Before being (officially) a year 2, I shall blog how my poly life has been as a year 1. Shall be completely honest and open so that next time I can read and laugh about it. Jyeahz.
I remember being so excited that poly was finally starting. Going through the enrollment process, getting my photo taken and having buy my very first laptop! I remember walking with Shafarie through all the camp booths, deciding which one to choose. Initially I wanted to go to SPSU's camp (because can meet different people from different courses!), but in the end their DMC slots were full wtf. So we decided to sign up at the CASS camp's booth instead.
Bu thank God that happened! Met the awesome bomb Sluts (Rad, Beatrice, Farhan, Asaph, Daryl!!) and made many new friends. I think camps are very good, helps get you some friends so you won't be a loner on FOP. After afew days, we got to know our class and found out that I was in DMC 05 along with Ben, Nic, Rad. I remember things were quite awkward during FOP. There were so many new faces around and I didn't have the guts to approach anyone except those 3 who went to CASS camp. :S
The next day was flag day and I managed to talk to some of my classmates during our breakfast in Macs. Till this day I can remember Ben saying "this Fiona is also another bitch!!!!" and Lina looking at me and saying, "then I guess I better not step on your tail then." Lina you are fucking scary please!!!!! The way you looked at me! I thought you totally won't be my friend. HAHA.'
In the end I paired up with Lina and Kai En and we were standing outside Shaw centre asking people to donate. Halfway through we all decided to give up and Verena, Lina, Esme and I decided to catch 17 again at Cineleisure. I think I collected less than $30, feel damn bad -_- We then headed back to school for money collection, and I think things got a bit awkward in the MRT *ahem* Shall move on...
During semester 1, I HATED my poly life. I thought my classmates sucked because they were all so clique-y and everyone were losers who went home directly after school. -_- I would go to NP everyday to find Keefe, Soon Eng and Hui Min. In a way, I felt miserable because everyone seem to hit off so well with their new poly classmates. I seemed to be the only one struggling to make new friends. Sigh. This continued on till our class chalet during our sem break! Which was probably the best thing that happened. I felt that we really bonded, sharing some of our dark secrets with each other.

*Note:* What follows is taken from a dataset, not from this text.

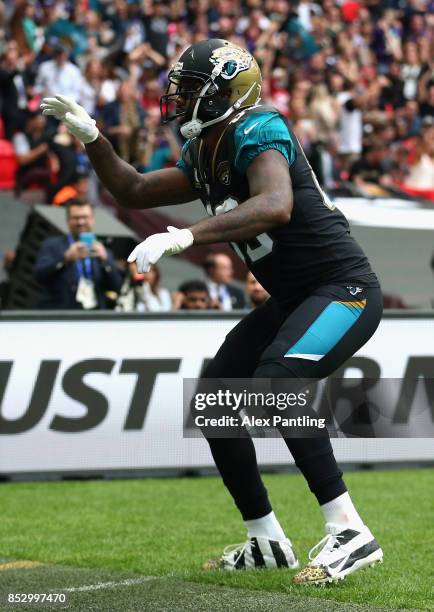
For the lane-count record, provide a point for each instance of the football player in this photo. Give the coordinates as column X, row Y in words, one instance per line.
column 243, row 161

The other thing which I'm really proud of is becoming a model for my school events and magazines. That is something I wouldn't have dream of. I'm not the school belle, in fact I'm the opposite - the school's belle ugly friend. Having this opportunity in SP really boost up my confidence. But I still look like a nerd in school, can't be bothered dressing up really. No time, and no money. :( Since things have calmed down in the family, I hope things can start picking up again. Now to Sem 2.

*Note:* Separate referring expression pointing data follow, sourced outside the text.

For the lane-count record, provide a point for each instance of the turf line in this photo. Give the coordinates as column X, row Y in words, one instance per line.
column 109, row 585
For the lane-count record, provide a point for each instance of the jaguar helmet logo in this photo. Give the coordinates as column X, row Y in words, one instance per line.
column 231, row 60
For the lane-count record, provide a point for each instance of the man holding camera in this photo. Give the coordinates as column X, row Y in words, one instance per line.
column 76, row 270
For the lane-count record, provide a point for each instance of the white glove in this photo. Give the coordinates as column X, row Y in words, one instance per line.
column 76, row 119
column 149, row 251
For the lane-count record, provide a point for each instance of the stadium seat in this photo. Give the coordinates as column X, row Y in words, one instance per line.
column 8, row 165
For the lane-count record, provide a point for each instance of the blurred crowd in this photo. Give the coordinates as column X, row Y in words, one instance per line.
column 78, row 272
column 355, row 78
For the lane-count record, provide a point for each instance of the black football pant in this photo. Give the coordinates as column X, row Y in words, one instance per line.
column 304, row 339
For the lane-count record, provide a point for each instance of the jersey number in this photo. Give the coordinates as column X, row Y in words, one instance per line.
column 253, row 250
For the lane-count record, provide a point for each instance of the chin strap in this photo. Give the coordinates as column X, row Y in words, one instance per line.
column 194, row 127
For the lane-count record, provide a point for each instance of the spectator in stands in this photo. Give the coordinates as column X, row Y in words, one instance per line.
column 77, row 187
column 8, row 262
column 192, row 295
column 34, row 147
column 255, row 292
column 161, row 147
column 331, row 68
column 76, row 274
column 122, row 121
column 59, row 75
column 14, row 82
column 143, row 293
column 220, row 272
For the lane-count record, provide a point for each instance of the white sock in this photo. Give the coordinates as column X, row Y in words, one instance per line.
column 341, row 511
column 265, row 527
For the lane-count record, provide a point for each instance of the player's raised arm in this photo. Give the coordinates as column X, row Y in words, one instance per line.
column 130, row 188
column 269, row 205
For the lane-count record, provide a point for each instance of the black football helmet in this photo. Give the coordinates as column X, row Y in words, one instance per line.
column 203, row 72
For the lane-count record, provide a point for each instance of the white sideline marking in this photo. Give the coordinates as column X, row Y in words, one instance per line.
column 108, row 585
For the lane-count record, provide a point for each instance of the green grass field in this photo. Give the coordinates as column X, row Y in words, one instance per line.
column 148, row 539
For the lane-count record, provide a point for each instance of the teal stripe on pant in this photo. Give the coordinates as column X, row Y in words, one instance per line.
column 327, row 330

Semester 2 started off great, but it had its ups and downs.
I became closer with Ben and Nic, who are 2 awesome guys! Unfortunately, my GEMS class got screwed up. I was suppose to be with Dhea at T17 level 4 class, I ended up panicking and choosing the level 5 class instead. And I blogged "I really hope the quote "everything happens for a reason" is true, if not I can cry like mad." Well to a certain extent, it did came true. I met a "hot guy" in my GEMS for like the first time in my poly life. I remember being so excited, telling Lina "Omg that's him! I think he's name is Samuel Kok!" So during one day when I pointed her to him, she told me his actual name was Sean. HAHAHA funny shit. How could the names be so far apart? We went out, and I really did like him... but we just didn't get together in the end.
Since I'm along the same topic. I will mention that I've also made up with Aloysius this year. Aloysius was a fucker who broke my heart and I forgive him for what he did but I won't forget. Duh. He helped me alot with the DVPA projects really. We re-did our script and filming like thousand of times before settling on a final piece. I remember DVPA was one fucked up module _|_ Actually all my modules were pretty shitty. I was pretty sure my GPA would be like 2.3. I could totally picture not going to university and being a waitress all of my life earning less than 2k a month. Yes, that dramatic.
There was the period of time I think I had depression. I felt that my life was the most fucked up and shittiest ever. I felt like I was losing everything I once had. Which I did. I was crying every other day, coming to school with puffy eyes. I guess I'm better now that everything is over, and things are somewhat settled. Time does heal everything, but how long it'll take nobody knows.
I shall come to an arrupt ending because school is starting tomorrow, and I really should be sleeping. But one thing's for sure, Year 2 will be different. I swear on that.